The show also explores the lives of our leads as children. For a series that technically has eight main characters, everyone is given an arc and a story this season. From Coyote’s (Ethan Embry) struggle to find his biological mother, to Bud’s (Baron Vaughn) complex relationship with his girlfriend, Grace & Frankie gives equal screentime to everyone. Even a character as seemingly superficial as Brianna is given extra nuances as she falls for an employee at work. When her lover wants to take the relationship to the next level, Brianna is unsure if she’s ready for the one thing she’s seemingly wanted all along. The show indiscriminately unravels the complexities of relationships and proves that when it comes to love and heartbreak, age is really just a number.

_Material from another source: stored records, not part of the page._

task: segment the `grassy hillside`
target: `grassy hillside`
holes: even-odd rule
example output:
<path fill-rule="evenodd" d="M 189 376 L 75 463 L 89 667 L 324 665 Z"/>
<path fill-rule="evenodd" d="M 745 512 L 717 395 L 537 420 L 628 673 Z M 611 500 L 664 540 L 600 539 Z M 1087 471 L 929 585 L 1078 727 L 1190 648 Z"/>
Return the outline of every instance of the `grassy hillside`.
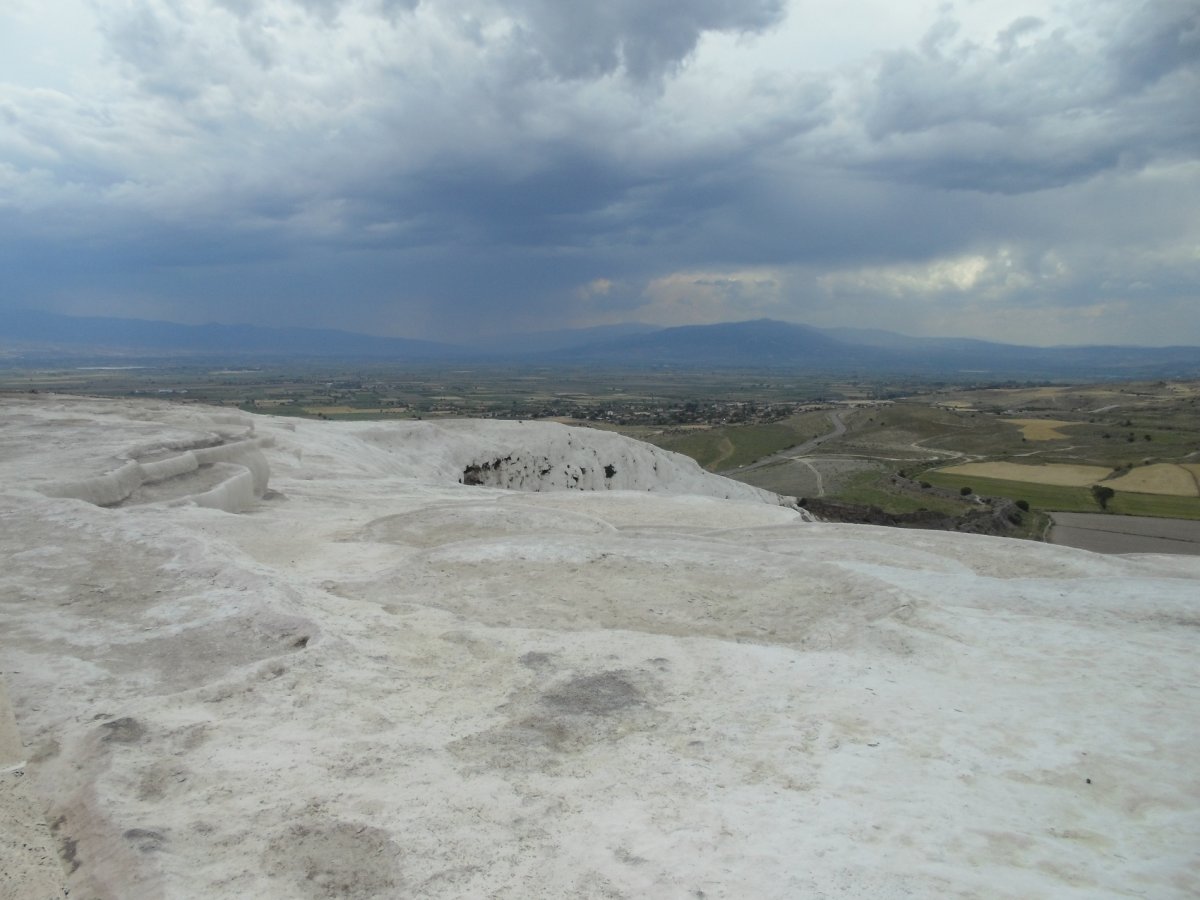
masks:
<path fill-rule="evenodd" d="M 801 444 L 831 429 L 825 412 L 800 413 L 769 424 L 716 425 L 671 428 L 635 433 L 621 429 L 664 450 L 690 456 L 710 471 L 736 469 L 764 456 Z"/>

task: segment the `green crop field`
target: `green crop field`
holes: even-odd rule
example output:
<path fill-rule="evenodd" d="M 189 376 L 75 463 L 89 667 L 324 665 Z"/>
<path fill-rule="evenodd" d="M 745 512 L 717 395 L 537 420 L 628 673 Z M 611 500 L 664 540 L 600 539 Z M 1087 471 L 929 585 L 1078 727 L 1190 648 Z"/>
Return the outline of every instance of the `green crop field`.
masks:
<path fill-rule="evenodd" d="M 921 476 L 930 484 L 958 490 L 970 487 L 988 497 L 1026 500 L 1029 505 L 1054 512 L 1101 512 L 1090 488 L 1005 481 L 999 478 L 975 478 L 949 472 L 926 472 Z M 1168 519 L 1200 519 L 1200 498 L 1172 497 L 1163 494 L 1135 494 L 1117 491 L 1108 502 L 1108 511 L 1127 516 L 1161 516 Z"/>
<path fill-rule="evenodd" d="M 1126 516 L 1200 519 L 1200 497 L 1171 497 L 1117 491 L 1116 496 L 1108 501 L 1108 510 Z"/>
<path fill-rule="evenodd" d="M 1005 481 L 1000 478 L 976 478 L 953 472 L 926 472 L 922 479 L 938 487 L 959 490 L 969 487 L 984 497 L 1007 497 L 1025 500 L 1037 509 L 1061 512 L 1099 512 L 1100 504 L 1086 487 L 1067 487 L 1056 484 L 1034 484 L 1029 481 Z"/>

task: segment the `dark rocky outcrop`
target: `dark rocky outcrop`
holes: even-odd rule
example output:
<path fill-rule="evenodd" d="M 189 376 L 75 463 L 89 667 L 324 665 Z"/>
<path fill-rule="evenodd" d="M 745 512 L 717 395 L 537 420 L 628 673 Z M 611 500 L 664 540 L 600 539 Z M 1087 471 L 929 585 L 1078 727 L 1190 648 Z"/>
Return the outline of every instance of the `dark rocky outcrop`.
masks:
<path fill-rule="evenodd" d="M 932 509 L 908 513 L 885 512 L 878 506 L 843 503 L 819 497 L 801 497 L 797 503 L 823 522 L 847 522 L 859 525 L 888 525 L 894 528 L 927 528 L 934 531 L 961 531 L 1009 537 L 1023 521 L 1017 505 L 1004 498 L 981 499 L 978 509 L 960 516 Z"/>

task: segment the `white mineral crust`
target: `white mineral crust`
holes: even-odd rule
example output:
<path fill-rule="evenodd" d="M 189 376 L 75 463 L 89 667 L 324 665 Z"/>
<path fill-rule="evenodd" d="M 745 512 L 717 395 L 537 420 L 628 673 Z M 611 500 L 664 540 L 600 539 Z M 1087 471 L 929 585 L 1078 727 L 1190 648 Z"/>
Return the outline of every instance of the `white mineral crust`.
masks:
<path fill-rule="evenodd" d="M 39 396 L 0 559 L 72 897 L 1200 895 L 1200 558 L 809 522 L 548 423 Z"/>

Of course with love and heartbreak comes the sad inevitability of time. Grace & Frankie doesn’t shy away from not only the complexities of relationships, but of getting older as well. There’s an entire episode where Grace and Frankie injure themselves and spend a day literally on the floor. In a lesser show, such an aside would be full of slapstick humor and puns that rhyme with “pitfalls.” With Grace & Frankie, the writers carefully explore the psychological effects of aging. As the season comes to a close, Frankie must make a very big decision involving Jacob and Grace. For anyone having to re-think life priorities and desires as getting older makes simple tasks much more complicated, Frankie’s struggle can’t help but feel tangibly real.

If you start to wonder if Grace & Frankie is a straight-laced drama, the show quickly reminds you of its sitcom roots. While the ending may feel sugary, it shows clear affection for its two heroes. While their journey gets difficult and morose, Grace & Frankie always reminds you that aging with dignity and style is a piece of cake.